Public owed answers on Strive's operations

Questions far outnumber answers about the operations of the nonprofit Strive to Excel program.

Heading that list of questions: Why has Strive president Tim Singleton been left to his own devices, including writing his own paycheck and signing off on his own expense reimbursements, with no oversight from the organization's board?

That question is quickly followed by: What does the Beaufort County school district really know about the operations of an organization it houses in Hilton Head Island High School and allows access to students it is charged with educating?

This group has been funded by donations from individuals and other nonprofit organizations in this area. It has received resource support from the taxpayer-funded school district. The community is owed:

  • An independent audit of Strive's finances.
  • A new board capable of making decisions in the best interests of the organization, not its president.
  • An accounting of the program's viability in achieving its stated mission -- helping at-risk students prepare for college or technical school.
  • That should include how these students fare in college. Just getting them enrolled says nothing about whether the mentoring and tutoring offered by Strive truly prepared them for a post-high school education. And isn't that what the general public and the school district have been supporting?

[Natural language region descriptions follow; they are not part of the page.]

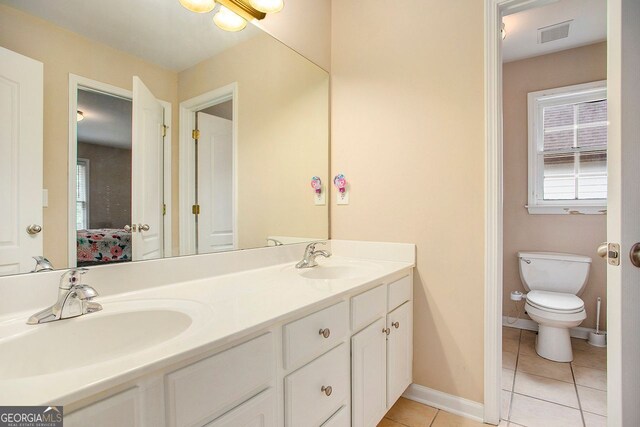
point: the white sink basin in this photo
(338, 270)
(119, 330)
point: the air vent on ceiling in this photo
(554, 32)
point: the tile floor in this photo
(536, 392)
(539, 392)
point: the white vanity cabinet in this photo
(343, 364)
(382, 353)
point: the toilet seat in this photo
(555, 302)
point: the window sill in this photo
(566, 210)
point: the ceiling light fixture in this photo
(267, 6)
(199, 6)
(233, 15)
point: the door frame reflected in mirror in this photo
(76, 83)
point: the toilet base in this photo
(554, 344)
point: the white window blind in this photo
(82, 194)
(568, 150)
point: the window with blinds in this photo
(568, 150)
(82, 194)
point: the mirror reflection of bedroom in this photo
(103, 202)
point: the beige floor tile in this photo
(589, 377)
(593, 420)
(594, 358)
(510, 344)
(511, 333)
(506, 405)
(546, 389)
(532, 412)
(592, 400)
(411, 414)
(507, 379)
(386, 422)
(446, 419)
(509, 360)
(537, 365)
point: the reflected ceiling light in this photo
(267, 6)
(228, 20)
(199, 6)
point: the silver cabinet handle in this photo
(34, 229)
(327, 390)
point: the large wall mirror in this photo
(148, 132)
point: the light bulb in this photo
(199, 6)
(267, 6)
(228, 20)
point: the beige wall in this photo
(580, 234)
(282, 133)
(64, 52)
(304, 25)
(408, 133)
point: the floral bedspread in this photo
(103, 245)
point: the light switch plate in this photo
(320, 199)
(342, 198)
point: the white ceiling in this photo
(160, 31)
(107, 120)
(589, 26)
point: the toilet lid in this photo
(555, 301)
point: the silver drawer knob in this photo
(327, 390)
(34, 229)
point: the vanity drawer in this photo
(302, 339)
(399, 292)
(306, 404)
(206, 389)
(368, 307)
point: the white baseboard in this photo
(531, 325)
(447, 402)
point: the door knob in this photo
(634, 254)
(34, 229)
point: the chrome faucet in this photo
(74, 299)
(310, 254)
(42, 264)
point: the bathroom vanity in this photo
(258, 342)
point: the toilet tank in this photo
(554, 272)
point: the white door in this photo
(21, 106)
(368, 375)
(147, 189)
(215, 184)
(399, 351)
(623, 212)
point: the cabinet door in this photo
(399, 351)
(368, 379)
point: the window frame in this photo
(537, 101)
(87, 167)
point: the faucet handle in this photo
(75, 277)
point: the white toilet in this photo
(554, 281)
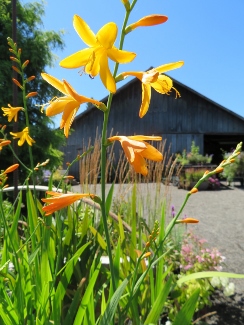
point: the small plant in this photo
(234, 170)
(195, 256)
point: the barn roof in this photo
(176, 82)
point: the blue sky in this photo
(207, 35)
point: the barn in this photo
(192, 117)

    That last objective falls primarily to the school district, which like the Strive board, appears to have allowed Singleton to operate on autopilot, with little to no accountability. District officials should seek -- or produce if they have it -- documented evidence of the program's success in achieving its stated goals.

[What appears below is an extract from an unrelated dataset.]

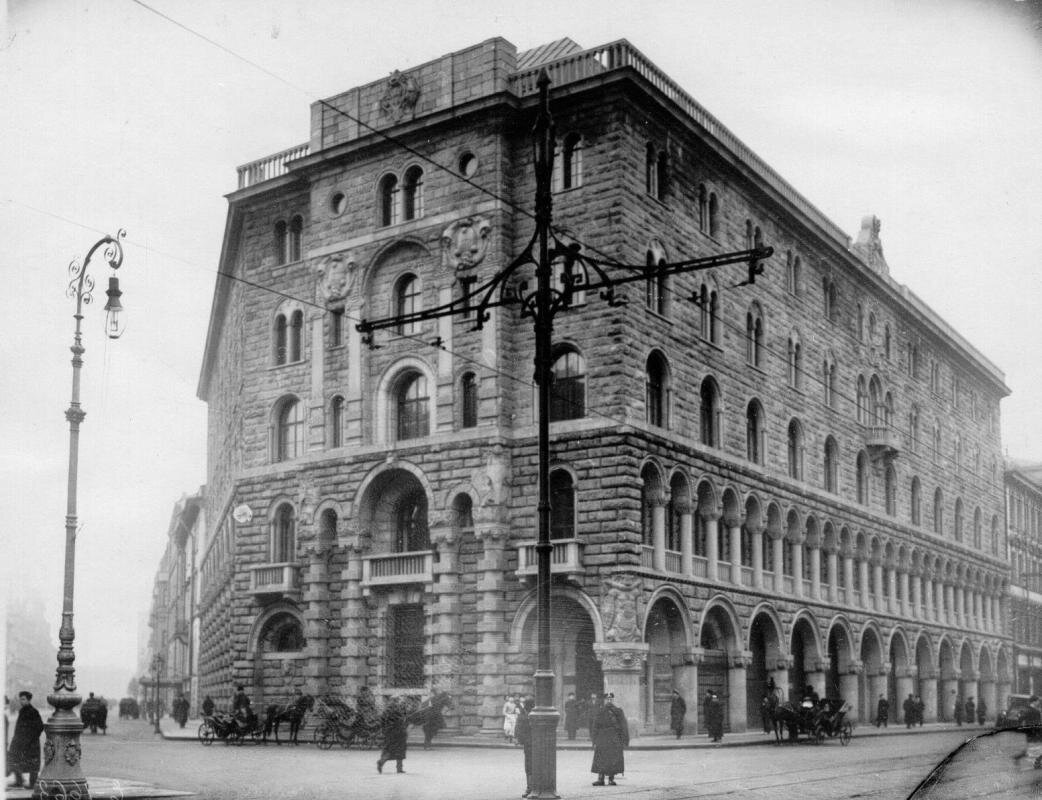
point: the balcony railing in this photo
(280, 579)
(397, 569)
(566, 558)
(270, 167)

    The school district needs to assure itself and the public that Strive is a demonstrably viable program. Saying it is doesn't make it so.

    And the district should better explain an arrangement whereby Singleton gets coverage under the district's health-care plan.

    As for the nonprofit's own oversight of Singleton's work, that has been nonexistent. Strive's bylaws require its board to conduct annual reviews and approve any changes in compensation. But the board has met infrequently in recent years and struggled to assemble a quorum when it did.

    Still, that doesn't excuse any lack of oversight. Those who serve on local nonprofit boards are accountable for that group's operations.

    It is startling to see Singleton's salary and benefits listed at $135,582 for fiscal year 2009-10 in Strive's 2010 federal tax filing when its revenue totaled only $380,780.

    Tom Gardo, the only listed board member on the group's 2010 tax filing who says he's still on the board, gets some credit for taking it on the chin about the board's performance. But he has it backwards when he says, "Now that we have this obvious scrutiny, we need to get our act together."

    Does that mean absent the recent scrutiny brought to bear by this newspaper, the board didn't need to get its act together? Hardly.

    Strive might be helping students achieve their educational goals. If it is, it can withstand the scrutiny and put in place needed changes in the way it operates.

    But it cannot continue as it is and keep or earn the public's trust.